MAD T.1

Japon – 2024
Genre : Science-Fiction
Dessinateur et scénariste : Yûsuke Ôtori
Nombre de pages : 176 pages
Éditeur : Kazé Manga
Date de sortie : 15 avril 2026
LE PITCH
Sur une planète tombée aux mains d’une race d’aliens venue du ciel, John, un homme qui a perdu toute raison de vivre, avance en direction de la source d’un mystérieux signal en compagnie d’une poignée de survivants qui s’accrochent à cette dernière lueur d’espoir…
Mutations
Après une (trop longue) parenthèse de trois ans sous le nom Crunchyroll, Kazé revient enfin en tant que tel et reprend en main son catalogue manga. Pour marquer ce retour très attendu par les lecteurs, l’éditeur publie la série évènement MAD, avec au passage une petite édition collector avec sur-jaquette alternative et carte lenticulaire du meilleur effet.

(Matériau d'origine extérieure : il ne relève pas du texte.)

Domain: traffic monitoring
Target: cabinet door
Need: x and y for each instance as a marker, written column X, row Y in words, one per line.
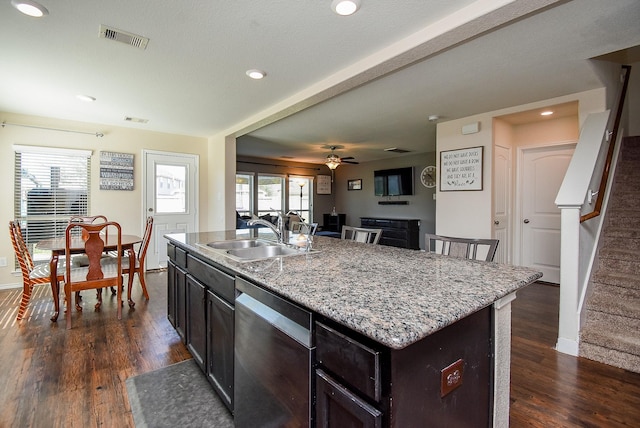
column 196, row 321
column 338, row 407
column 180, row 279
column 171, row 293
column 220, row 347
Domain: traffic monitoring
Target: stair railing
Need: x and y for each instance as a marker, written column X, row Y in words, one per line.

Annoncé depuis plusieurs mois par Kazé, MAD est certainement l’une des dernières grandes révélations de la revue numérique Shonen Jump +. En cours de publication au Japon avec déjà six recueils, la série est la première production d’envergure de Yûsuke Ôtori qui s’était uniquement signalé jusque-là par quelques histoires courtes louées pour leur étrangeté. Il faut dire que le mangaka, très marqué par les références européennes dit-il (dont Moebius et Nicolas de Crécy) propose un trait fébrile, anguleux, un peu brut et strié qui détonne de la ligne plus nette du tout venant de la BD japonaise. On sent une approche qui se veut personnelle et adulte, jusque dans le choix des personnages pour l’instant visibles, matures pour l’essentiel, affichant des traits marqués, abimés qui reflètent parfaitement l’atmosphère particulièrement lourde et désespérée du titre. Dans MAD donc, des prédateurs alien, dissimulés sur la surface d’une météorite, ont rapidement ravagé la planète, dévorant toutes les espèces vivantes à porté et les humains en particulier. L’effondrement a été rapide, tragique, et John, comme beaucoup d’autres, cherche vainement une raison de continuer à vivre. Son premier gros plan est terrassant, la suite est tout aussi triste, devenu manchot et continuant de dialoguer avec une sœur décédée, il fait presque office de zombie, suivant le groupe plus par habitude que pour véritablement remonter à ce fameux signal plein de promesse. Il faudra un carnage de plus et une confrontation directe avec la mort, pour que son instinct de survie reprenne le dessus.
Nouvelle espèce
Un point de départ sobre et efficace, où l’artiste impose une ambiance délétère incontestable mais aussi un sens de la narration imparable. Si les dessins semblent parfois un peu brouillons, pas toujours parfaitement maitrisés, son découpage lui est acéré au possible, travaillant les cadres et le rythme des images avec une grande pertinence : pas ou peu d’onomatopées pour souligner le silence de ce nouveau monde, des cadres allongés aux airs de cinémascope et des enchainements de valeurs qui font forcément penser à un storyboard des plus visuels. La longue séquence du champ de mine, les échanges de regards et l’arrivée terrifiante des créatures se passe de tout dialogue (ou presque) mais fait ressentir toute la tension de l’évènement. Un grand narrateur certainement, et un sacré cinéphile puis dans les grandes lignes ce volume inaugural pourrait clairement s’apparenter à un manga officiel de la saga Aliens, que ce soit dans le design même des créatures, leurs mouvements et leur animalité, où le décorum SF low tech où très vite un groupuscule militaire va se montrer aussi dangereux et immoral que la Weyland Yutani. Aux frontières du récit d’horreur, MAD peut être vu comme le Alien Earth que beaucoup avait espéré devant le dernier plan d’Alien Résurrection.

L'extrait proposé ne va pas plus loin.